15 novembre 2024

BECHALA’H: Le poulet est servi!

L’aube se leva sur le camp des enfants d’Israël dans le désert. Ils levèrent les rideaux de leurs tentes et certains découvrirent avec bonheur leur portion de manne devant leur tente: elle était déposée dans une boite en cristal enveloppée d’une couche de rosée glacée, un ômer par personne. Les autres, en revanche, un peu décontenancés, sortirent chercher leur portion de manne. Ce n’était toutefois pas très agréable car tout le monde voyait qu’ils ne faisaient pas partie des tsadikim… Ils sont sortis du camp et ils ont attendu pour prendre leur portion destinée aux gens moyens. Mais certains n’avaient même pas ce mérite: “Le peuple se dispersait pour la recueillir”, ils devaient sortirent et se disperser, s’éloigner, se traîner sur le chemin jusqu’à ce qu’ils trouvent la manne (Yoma 75a).

Le seul point commun entre tous: recueillir la manne et la rapporter. Ils recevaient tous leur portion, certains avec beaucoup de peine et d’autres moins. Celui qui restait dans sa tente en se croisant les bras restait affamé et sa portion fondait: “lorsque le soleil chauffait, elle fondait” (Chémot 16-21). Ceux qui recueillaient la manne avaient toutes les raisons de se dire:

Nous avons fourni des efforts, nous nous sommes fatigués et nous avons trouvé. Mais serait-ce juste de penser ainsi? C’est vrai, ils se sont efforcés afin de la trouver et la recueillir.

Mais dans mékhilta il est écrit: “Moché et Aaron ont dit aux enfants d’Israël: “Même quand vous dormez dans vos lits, c’est D. qui vous donne votre subsistance”. Il existe un verset explicite: “Lorsque la rosée descendait sur le camp, la nuit, la manne y tombait avec elle” (Bamidbar 11-9). Ce qui signifie que la manne était déjà prête pour chacun d’entre eux, et même s’ils devaient peiner et partir la chercher pour la prendre, chacun la trouvait prête et rapportait ce qui lui avait été préparé d’avance. Pour expliciter ces réflexions, voici une histoire rapportée dans la guémara (Kétouvot 67B).

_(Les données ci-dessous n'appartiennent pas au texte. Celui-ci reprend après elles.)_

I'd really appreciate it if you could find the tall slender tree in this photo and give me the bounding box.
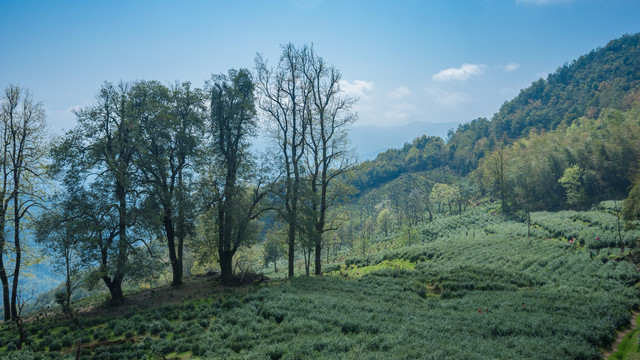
[202,69,266,284]
[54,82,139,303]
[133,81,204,286]
[0,85,46,320]
[255,43,311,277]
[303,48,357,275]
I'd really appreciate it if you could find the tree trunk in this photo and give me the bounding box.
[10,193,22,320]
[0,225,11,321]
[288,219,297,278]
[315,235,322,275]
[163,214,182,286]
[102,276,124,305]
[219,251,233,285]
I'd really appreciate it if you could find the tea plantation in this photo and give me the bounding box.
[0,207,640,359]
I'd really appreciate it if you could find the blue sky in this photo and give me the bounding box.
[0,0,640,133]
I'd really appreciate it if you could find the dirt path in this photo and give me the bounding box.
[603,311,640,359]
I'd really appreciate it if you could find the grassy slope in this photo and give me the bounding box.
[0,204,638,359]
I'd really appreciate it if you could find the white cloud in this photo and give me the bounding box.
[384,103,415,120]
[340,80,373,100]
[431,64,487,81]
[289,0,322,10]
[516,0,573,5]
[387,86,411,100]
[426,86,471,108]
[504,63,520,72]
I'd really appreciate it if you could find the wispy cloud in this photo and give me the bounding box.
[340,80,373,100]
[384,103,415,120]
[504,63,520,72]
[516,0,573,5]
[387,86,411,100]
[431,64,487,81]
[426,86,471,108]
[289,0,322,10]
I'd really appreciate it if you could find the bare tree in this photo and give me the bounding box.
[0,85,46,320]
[255,43,311,277]
[303,48,357,275]
[202,69,266,284]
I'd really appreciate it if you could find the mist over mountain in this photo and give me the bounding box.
[350,121,461,161]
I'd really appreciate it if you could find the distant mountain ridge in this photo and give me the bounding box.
[350,121,461,160]
[353,33,640,192]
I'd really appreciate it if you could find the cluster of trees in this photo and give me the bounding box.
[354,34,640,197]
[0,85,46,321]
[473,107,640,217]
[0,44,356,319]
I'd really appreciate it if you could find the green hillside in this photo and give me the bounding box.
[0,204,640,359]
[354,34,640,191]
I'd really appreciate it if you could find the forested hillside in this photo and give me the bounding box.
[354,34,640,193]
[0,28,640,359]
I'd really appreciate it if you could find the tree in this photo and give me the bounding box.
[203,69,266,284]
[483,149,509,213]
[558,165,587,209]
[376,208,391,237]
[53,82,149,304]
[429,183,460,214]
[622,173,640,224]
[255,43,311,277]
[304,47,357,275]
[132,81,204,286]
[264,224,286,272]
[0,85,46,321]
[36,207,86,313]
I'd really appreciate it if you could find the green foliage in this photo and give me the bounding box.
[558,165,587,209]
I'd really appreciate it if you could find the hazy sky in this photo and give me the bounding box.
[0,0,640,132]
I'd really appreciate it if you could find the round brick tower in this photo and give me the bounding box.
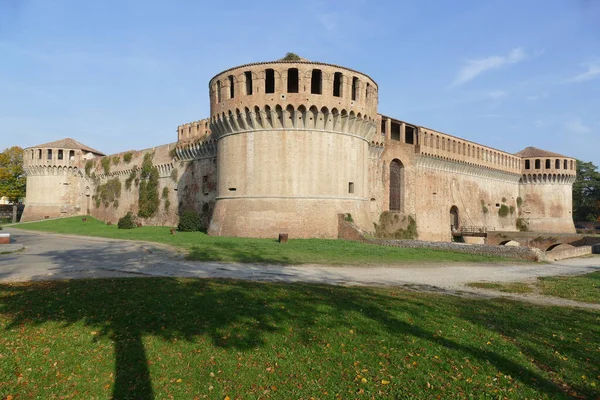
[516,147,577,233]
[209,60,378,238]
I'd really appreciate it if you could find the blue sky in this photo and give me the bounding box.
[0,0,600,166]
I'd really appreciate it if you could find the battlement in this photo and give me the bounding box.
[177,118,210,141]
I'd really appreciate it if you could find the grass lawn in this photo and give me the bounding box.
[14,217,507,265]
[467,271,600,304]
[0,278,600,399]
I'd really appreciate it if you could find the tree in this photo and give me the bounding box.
[573,160,600,221]
[0,146,26,203]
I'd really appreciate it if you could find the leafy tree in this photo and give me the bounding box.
[0,146,26,203]
[573,160,600,222]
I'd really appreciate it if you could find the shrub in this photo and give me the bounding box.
[100,157,110,175]
[177,210,202,232]
[117,211,137,229]
[517,197,523,207]
[85,160,94,176]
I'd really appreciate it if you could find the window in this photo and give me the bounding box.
[244,71,252,95]
[404,125,415,144]
[265,69,275,93]
[310,69,323,94]
[352,77,358,100]
[390,121,400,141]
[227,75,235,99]
[333,72,342,97]
[288,68,298,93]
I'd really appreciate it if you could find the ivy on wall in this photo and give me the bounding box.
[138,153,160,218]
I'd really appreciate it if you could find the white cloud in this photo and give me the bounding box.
[565,118,592,134]
[488,90,508,100]
[451,47,528,86]
[570,63,600,83]
[527,91,550,101]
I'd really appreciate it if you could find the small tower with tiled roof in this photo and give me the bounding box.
[21,138,104,221]
[515,147,577,233]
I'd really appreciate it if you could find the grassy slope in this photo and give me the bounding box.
[15,217,506,265]
[467,271,600,304]
[0,278,600,399]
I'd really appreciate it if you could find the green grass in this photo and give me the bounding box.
[467,282,533,293]
[538,271,600,304]
[467,271,600,304]
[0,278,600,399]
[15,217,507,265]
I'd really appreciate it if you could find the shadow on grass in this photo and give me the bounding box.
[0,278,597,399]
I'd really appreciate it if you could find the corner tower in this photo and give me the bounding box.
[209,60,378,238]
[516,147,577,233]
[21,138,104,221]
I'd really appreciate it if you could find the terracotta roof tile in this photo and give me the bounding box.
[27,138,105,156]
[515,147,567,158]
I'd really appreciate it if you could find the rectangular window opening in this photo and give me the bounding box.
[288,68,298,93]
[352,76,358,100]
[333,72,342,97]
[310,69,323,94]
[404,125,415,144]
[390,121,400,141]
[227,75,235,99]
[244,71,252,95]
[265,69,275,93]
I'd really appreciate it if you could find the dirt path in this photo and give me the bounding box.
[0,228,600,309]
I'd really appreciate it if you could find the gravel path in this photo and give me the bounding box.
[0,228,600,309]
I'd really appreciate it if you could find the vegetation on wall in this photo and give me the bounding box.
[117,211,137,229]
[516,217,529,232]
[95,178,121,208]
[177,210,202,232]
[0,146,26,203]
[282,53,302,61]
[100,157,110,175]
[498,204,510,218]
[125,165,138,190]
[138,153,160,218]
[85,160,94,176]
[373,211,419,239]
[573,160,600,222]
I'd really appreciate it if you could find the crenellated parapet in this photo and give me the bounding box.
[175,135,217,161]
[211,104,377,143]
[416,127,521,174]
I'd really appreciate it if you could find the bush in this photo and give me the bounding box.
[117,211,137,229]
[177,210,202,232]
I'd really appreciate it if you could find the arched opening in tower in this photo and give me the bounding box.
[390,158,404,212]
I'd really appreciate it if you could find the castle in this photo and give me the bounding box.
[22,59,575,241]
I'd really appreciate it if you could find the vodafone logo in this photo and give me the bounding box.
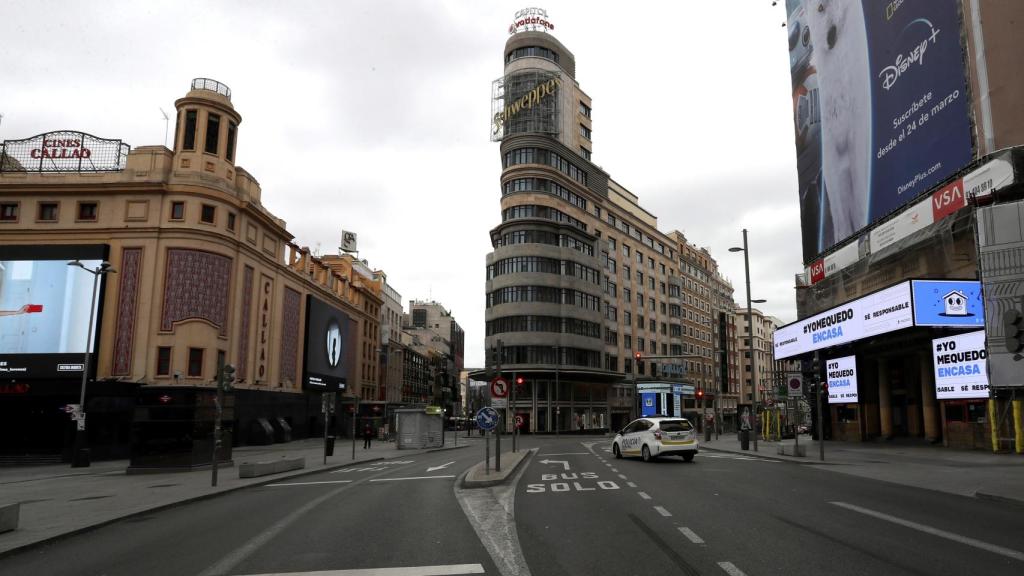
[810,259,825,284]
[932,178,967,221]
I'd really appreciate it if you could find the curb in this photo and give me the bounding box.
[459,448,539,483]
[0,446,432,559]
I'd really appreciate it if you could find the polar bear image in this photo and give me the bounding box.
[804,0,871,243]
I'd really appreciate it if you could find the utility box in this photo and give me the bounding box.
[394,408,443,450]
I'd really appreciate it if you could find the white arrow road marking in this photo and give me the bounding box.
[235,564,484,576]
[541,460,569,470]
[370,475,455,482]
[828,502,1024,562]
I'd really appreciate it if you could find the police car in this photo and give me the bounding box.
[611,416,697,462]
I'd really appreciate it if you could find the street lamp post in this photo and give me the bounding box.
[68,259,118,468]
[729,228,767,452]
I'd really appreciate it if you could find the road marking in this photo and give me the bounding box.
[234,564,484,576]
[679,527,703,544]
[828,502,1024,562]
[370,475,455,482]
[718,562,746,576]
[263,480,352,486]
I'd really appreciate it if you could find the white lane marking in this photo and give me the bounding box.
[237,564,484,576]
[679,527,703,544]
[828,502,1024,562]
[718,562,746,576]
[370,475,455,482]
[263,480,352,486]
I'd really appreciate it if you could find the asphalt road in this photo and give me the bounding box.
[0,437,1024,576]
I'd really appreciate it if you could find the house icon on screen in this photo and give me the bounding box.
[942,290,970,316]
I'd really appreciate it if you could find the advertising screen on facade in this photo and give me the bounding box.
[932,330,988,400]
[302,296,354,390]
[786,0,974,262]
[825,356,858,404]
[0,241,108,379]
[913,280,985,327]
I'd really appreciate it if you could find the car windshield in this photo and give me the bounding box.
[660,420,693,431]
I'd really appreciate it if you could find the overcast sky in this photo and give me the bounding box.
[0,0,803,367]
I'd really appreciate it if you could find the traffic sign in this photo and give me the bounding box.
[476,406,498,430]
[490,376,509,398]
[787,376,804,398]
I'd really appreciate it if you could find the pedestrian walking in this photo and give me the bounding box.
[362,422,374,450]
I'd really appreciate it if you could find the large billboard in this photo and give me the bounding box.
[786,0,974,262]
[302,295,355,390]
[0,245,109,380]
[932,330,988,400]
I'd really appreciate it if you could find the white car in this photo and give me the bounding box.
[611,416,698,462]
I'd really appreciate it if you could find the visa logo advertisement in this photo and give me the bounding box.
[912,280,985,326]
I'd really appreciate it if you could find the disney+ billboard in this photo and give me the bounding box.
[786,0,974,262]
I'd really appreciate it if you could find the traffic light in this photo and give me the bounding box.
[1002,310,1024,354]
[217,364,234,392]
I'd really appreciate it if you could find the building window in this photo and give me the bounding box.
[0,202,17,222]
[39,202,59,222]
[78,202,97,221]
[199,204,217,224]
[227,122,239,162]
[181,110,199,150]
[157,346,171,376]
[203,114,220,154]
[188,348,203,377]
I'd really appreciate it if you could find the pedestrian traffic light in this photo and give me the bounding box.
[217,364,234,392]
[1002,308,1024,354]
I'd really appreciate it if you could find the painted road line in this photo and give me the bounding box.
[718,562,746,576]
[235,564,484,576]
[679,527,703,544]
[370,475,455,482]
[828,502,1024,562]
[263,480,352,486]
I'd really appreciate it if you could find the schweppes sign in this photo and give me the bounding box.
[492,78,562,134]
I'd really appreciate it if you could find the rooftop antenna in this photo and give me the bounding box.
[160,108,171,148]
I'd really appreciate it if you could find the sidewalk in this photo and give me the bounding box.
[700,433,1024,504]
[0,433,478,557]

Un pauvre se présenta chez Rava. Il fut reçu chaleureusement et Rava lui demanda: “Que désirez-vous manger?” Le pauvre répondit: “Du poulet farci accompagné de vieux vin”, pas moins… Rava fut surpris: “Comment pouvez-vous vous permettre un menu pareil? Vous n’êtes pas riche et vous vivez de la charité, comment vous accordez-vous un pareil luxe?” Le pauvre répondit: “Est-ce vraiment de la charité que je dépends? Je mange à la table de D. !” Puis il ajouta: ” N’est-ce pas un verset explicite: “Tous les yeux se tournent avec espoir vers Toi, et Toi, Tu leur donnes leur subsistance en temps voulu” (Psaumes 145-15). Il n’est pas écrit en temps voulu au pluriel mais au singulier ce qui vient nous enseigner que D. donne à chacun d’entre nous sa subsistance au moment précis où il en a besoin. Soudain, un invité entra chez Rava. Plus précisément, une invitée. C’était la sœur de Rava, qu’il n’avait pas vue depuis treize ans et qui lui rendit visite ce jour-là. Bien entendu, elle n’entra pas les mains vides chez son frère. Elle apporta un plat de poulet farci accompagné de vieux vin… Rava s’exclama: “Qu’est-ce que c’est?” (Rachi commente: que se passe-t-il? Je ne suis pas habitué que ma sœur vienne me rende visite et m’apporte un poulet farci accompagné de vieux vin). Rava dit au pauvre: “Je vous demande pardon (j’ai trop parlé), vous êtes servi”…

Cette histoire est étonnante! Le fait que la sœur de Rava rendit visite à son frère le jour même où le pauvre vint frapper à la porte de Rava et apporta exactement le plat que le pauvre désirait démontre que nous mangeons à la table de D. ! Vu qu’elle n’avait pas rendu visite à son frère pendant treize ans, elle devait habiter très loin. Ainsi, elle avait dû partir de chez elle longtemps avant que le pauvre ne vienne frapper à la porte de Rava et avant que Rava n’interroge le pauvre sur les détails de son menu alimentaire ce jour précis.

Que comprenons-nous de ces faits étonnants? Du Ciel, on s’inquiète de notre subsistance, on connaît l’adresse à laquelle la nourriture doit arriver… Ainsi, il nous incombe de fournir des efforts pour obtenir notre subsistance; mais une fois que nous l’avons obtenue, nous devons admettre que c’est ce qui nous revenait d’avance que nous avons atteint!